Un ouvrage qui fait suite au documentaire du même nom, paru en 2006, qui témoignait dans l'intimité de quatre de ces consultations, et mettait des mots sur l'inimaginable de ces héros du quotidien qui apportaient, par leurs témoignages, la lumière d'une mise en mots (en maux !) sur une réalité invisible et silencieuse : la souffrance au travail.
Les "ressources humaines" sont bel et bien en réel danger et les cas de souffrance au travail sont exponentielles... Le journal rédigé par Marie Pezé ne se contente pas de relater des témoignages mais tente également d'y apporter des solutions... La meilleure "arme" étant celle du diagnostic et de la prévention à destination de toutes et tous, que vous soyez managers, médecins du travail, IPRP ou salariés...
Extrait :
Ce mardi d’août, une femme vient à la consultation de Marie Pezé. Elle a perdu ses cheveux, elle porte une perruque. Appelons-la Nathalie. Il y a quelques mois encore, Nathalie était responsable des caissières d’un hypermarché. Cas typique, explique Marie Pezé. Sa direction lui a demandé de harceler ses collègues, de fabriquer des fautes pour pouvoir les licencier. Elle a marché. Jusqu’à se faire harceler, puis être licenciée à son tour. Nathalie n’a pas encore retrouvé du travail. Elle souffre à chaque fois qu’elle entend à la radio le jingle publicitaire de l’enseigne pour laquelle elle a travaillé. «Il n’y a pas les méchants d’un côté, les bons de l’autre. Mais certaines organisations du travail s’appuient sur cette capacité que nous possédons tous de banaliser la cruauté que nous faisons subir aux autres, parce que nous avons peur de perdre notre emploi, parce que nous élevons seules nos enfants… On a tous fermé les yeux, refusé de déjeuner avec quelqu’un parce qu’il était mal vu par la direction, pas réagi quand un collègue se faisait humilier.»
Un livre, utile et édifiant, qui nous rappelle que le travail peut-être une souffrance mais qui, au-delà du cri d'alarme, doit prévenir et mobiliser les collectifs de travail au coeur de la prévention...
En savoir plus :
L'article de Libération ce jour : "La version crue des maux du travail"
Un merci tout particulier à FmR d'avoir relayé cette information...






Commentaires
un livre très édifiant sur les procédés utilisés pour diminuer les charges salariales d'une entreprise.
et sur l'égoïsme et la manipulation des êtres humains.
J'en ai moi-même fait les frais d'ailleurs.

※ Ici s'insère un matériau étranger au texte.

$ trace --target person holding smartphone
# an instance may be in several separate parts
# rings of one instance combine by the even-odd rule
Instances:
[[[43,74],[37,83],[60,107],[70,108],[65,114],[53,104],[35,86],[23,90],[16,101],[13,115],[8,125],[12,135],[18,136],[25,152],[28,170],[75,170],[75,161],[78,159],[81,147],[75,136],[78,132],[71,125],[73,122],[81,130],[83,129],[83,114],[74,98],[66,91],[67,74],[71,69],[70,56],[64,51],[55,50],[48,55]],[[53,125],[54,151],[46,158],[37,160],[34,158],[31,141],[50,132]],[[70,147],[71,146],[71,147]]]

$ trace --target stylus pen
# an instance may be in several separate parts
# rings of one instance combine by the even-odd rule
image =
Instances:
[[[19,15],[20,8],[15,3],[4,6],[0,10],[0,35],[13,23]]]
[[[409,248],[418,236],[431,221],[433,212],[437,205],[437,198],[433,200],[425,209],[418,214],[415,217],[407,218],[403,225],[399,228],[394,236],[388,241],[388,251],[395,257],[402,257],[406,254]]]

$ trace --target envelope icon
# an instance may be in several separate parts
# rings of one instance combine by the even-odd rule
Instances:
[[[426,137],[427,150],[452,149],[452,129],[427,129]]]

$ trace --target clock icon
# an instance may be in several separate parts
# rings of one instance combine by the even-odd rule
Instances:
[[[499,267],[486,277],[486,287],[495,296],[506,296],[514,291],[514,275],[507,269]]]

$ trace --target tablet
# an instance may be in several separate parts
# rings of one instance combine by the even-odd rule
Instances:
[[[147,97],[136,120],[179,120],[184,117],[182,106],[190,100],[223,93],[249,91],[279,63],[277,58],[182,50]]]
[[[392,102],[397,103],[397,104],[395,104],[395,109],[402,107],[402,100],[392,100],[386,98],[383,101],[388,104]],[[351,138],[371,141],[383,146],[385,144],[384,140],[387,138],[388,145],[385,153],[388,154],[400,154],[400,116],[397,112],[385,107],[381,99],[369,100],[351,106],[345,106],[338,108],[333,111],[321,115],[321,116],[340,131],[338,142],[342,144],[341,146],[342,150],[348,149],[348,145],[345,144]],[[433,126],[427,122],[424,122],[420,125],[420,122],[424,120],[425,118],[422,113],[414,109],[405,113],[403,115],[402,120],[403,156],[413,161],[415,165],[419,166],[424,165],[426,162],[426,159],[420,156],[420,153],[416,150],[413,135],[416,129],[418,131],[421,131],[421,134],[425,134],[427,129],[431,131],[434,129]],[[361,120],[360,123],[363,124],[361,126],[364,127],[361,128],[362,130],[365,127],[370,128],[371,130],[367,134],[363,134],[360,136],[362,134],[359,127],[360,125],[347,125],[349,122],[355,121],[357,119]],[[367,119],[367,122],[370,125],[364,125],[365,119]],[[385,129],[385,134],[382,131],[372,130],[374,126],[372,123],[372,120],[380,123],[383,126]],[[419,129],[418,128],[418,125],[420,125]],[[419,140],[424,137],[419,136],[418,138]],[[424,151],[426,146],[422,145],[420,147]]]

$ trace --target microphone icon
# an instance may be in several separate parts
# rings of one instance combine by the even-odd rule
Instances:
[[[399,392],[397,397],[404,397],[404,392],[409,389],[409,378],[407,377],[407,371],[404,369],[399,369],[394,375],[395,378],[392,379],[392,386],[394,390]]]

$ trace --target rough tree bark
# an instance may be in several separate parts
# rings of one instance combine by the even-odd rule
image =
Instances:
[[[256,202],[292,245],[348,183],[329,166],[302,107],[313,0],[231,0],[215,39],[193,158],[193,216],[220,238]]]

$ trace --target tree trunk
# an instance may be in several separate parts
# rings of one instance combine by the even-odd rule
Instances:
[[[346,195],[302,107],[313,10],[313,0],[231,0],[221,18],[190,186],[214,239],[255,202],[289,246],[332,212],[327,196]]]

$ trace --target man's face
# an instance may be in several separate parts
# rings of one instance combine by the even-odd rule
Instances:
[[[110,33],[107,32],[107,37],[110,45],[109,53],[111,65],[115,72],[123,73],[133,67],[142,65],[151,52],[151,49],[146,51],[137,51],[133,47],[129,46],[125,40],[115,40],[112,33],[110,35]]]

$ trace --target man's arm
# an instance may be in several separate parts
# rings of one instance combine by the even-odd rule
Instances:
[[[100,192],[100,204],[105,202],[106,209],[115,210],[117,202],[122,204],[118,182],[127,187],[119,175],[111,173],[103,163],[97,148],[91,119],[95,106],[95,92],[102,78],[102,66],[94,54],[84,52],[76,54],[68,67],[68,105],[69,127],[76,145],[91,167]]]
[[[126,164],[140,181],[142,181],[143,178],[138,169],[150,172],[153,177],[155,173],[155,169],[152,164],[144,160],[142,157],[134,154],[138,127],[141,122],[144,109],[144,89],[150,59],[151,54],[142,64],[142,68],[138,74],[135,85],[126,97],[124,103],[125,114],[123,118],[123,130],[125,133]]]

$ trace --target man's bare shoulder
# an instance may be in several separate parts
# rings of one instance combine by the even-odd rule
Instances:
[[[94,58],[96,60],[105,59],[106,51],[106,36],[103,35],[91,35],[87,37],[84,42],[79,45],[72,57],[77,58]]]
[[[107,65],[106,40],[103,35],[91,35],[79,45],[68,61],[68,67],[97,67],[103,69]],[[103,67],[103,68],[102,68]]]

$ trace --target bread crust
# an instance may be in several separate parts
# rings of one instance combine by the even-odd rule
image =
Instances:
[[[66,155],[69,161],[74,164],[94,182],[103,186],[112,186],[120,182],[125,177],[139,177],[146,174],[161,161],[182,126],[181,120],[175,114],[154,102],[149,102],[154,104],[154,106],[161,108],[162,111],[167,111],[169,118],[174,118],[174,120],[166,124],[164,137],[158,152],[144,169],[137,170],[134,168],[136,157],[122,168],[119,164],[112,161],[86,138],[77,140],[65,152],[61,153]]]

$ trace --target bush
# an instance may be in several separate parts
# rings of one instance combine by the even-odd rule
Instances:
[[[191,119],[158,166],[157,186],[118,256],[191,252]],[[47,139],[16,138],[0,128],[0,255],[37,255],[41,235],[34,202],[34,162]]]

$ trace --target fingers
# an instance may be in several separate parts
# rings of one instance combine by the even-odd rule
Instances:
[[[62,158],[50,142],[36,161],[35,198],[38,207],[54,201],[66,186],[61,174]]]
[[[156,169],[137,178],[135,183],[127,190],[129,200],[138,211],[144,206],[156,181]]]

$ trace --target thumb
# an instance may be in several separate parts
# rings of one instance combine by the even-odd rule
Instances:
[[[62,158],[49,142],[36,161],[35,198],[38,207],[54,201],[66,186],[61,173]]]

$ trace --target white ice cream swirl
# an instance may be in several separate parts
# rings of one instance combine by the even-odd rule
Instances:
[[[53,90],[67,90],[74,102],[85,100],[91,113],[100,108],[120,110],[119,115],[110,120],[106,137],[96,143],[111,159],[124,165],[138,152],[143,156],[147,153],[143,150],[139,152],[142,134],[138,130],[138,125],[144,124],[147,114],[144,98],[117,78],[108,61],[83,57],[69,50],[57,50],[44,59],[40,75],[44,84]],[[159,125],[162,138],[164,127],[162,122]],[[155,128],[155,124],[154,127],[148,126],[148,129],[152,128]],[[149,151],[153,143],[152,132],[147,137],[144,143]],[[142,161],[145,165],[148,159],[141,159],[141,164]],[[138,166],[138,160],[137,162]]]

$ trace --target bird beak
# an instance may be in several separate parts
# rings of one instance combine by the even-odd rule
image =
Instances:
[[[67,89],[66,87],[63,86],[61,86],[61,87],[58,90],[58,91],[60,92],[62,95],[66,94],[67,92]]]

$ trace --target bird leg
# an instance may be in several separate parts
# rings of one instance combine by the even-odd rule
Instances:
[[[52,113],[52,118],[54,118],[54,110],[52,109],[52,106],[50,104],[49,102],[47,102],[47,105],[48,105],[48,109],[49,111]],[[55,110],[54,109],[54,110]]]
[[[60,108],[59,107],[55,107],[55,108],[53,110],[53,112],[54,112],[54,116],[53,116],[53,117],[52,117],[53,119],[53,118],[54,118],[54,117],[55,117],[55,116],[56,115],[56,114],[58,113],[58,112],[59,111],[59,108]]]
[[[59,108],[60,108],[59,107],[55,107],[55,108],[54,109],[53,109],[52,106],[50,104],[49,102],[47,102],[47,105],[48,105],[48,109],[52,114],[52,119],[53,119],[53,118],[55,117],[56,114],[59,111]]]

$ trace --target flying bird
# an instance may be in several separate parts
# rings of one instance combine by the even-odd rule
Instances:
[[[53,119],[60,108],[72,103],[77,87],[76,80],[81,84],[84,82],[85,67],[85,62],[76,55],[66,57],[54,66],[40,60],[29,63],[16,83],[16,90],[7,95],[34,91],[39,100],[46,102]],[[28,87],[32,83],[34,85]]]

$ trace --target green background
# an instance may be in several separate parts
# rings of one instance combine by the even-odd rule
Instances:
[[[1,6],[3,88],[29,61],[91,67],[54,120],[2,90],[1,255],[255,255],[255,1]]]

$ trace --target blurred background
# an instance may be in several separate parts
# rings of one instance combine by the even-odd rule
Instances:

un jour on m'a dit "tu n'es plus dans le rythme de l'entreprise, on a décidé de se séparer de toi"
Personne n'a compris, moi en premier, j'ai cru à une plaisanterie.
On venait de changer de DG et il fallait renouveler les équipes, pour plus jeune et moins bien payé.
je bénéficiais d'une convention collective très intéressante et j'étais dans les assistantes les mieux payées, j'avais 11 ans d'ancienneté.
Les directeurs commerciaux avec qui je travaillais, qui ont essayé de me soutenir se sont vus répondre de ne pas se mêler de ça s'ils ne voulaient pas avoir d'ennui.
Certaines de mes collègues n'osaient même plus me parler, ne venaient plus déjeuner avec moi.
Des clients m'ont même proposé de faire un courrier pour dire qu'ils étaient très satisfaits de mon travail, mais les relations financières passant avant...
Enfin voilà. Comme quoi ça existe bel et bien, et encore mon expérience n'est qu'une infime partie de tout ce qui est fait.
J'ai aussi rencontré ce genre de choses, quand j'ai travaillé dans les travaux publics.
Un conducteur de travaux promettait d'augmenter des ouvriers pour qu'ils fassent un travail un peu plus dur.
et quand l'ouvrier venait réclamer car l'augmentation ne figurait pas sur la fiche de paye, ce type toisait l'ouvrier du haut de son 1.90 et de ses 100 KG en disant "qui est-ce qui vous a dit ça ?" et si l'ouvrier répondait que c'était lui, il démentait.
Il surveillait aussi les ouvriers sur le chantier à la jumelle pour voir ce qu'ils faisaient et s'ils commençaient à l'heure.
et plein d'autres choses, c'était vraiment un tordu.
et la direction lui avait donné carte blanche....
Comme je lui tenais tête car je n'étais pas d'accord avec ses méthodes, on m'a aménagé un licenciement économique....
J'ai été un peu longue, excuse-moi.
mais tout cela me révolte toujours
Régine,
Tu n'as pas été longue loin de là... Merci à toi de ce précieux et courageux témoignage...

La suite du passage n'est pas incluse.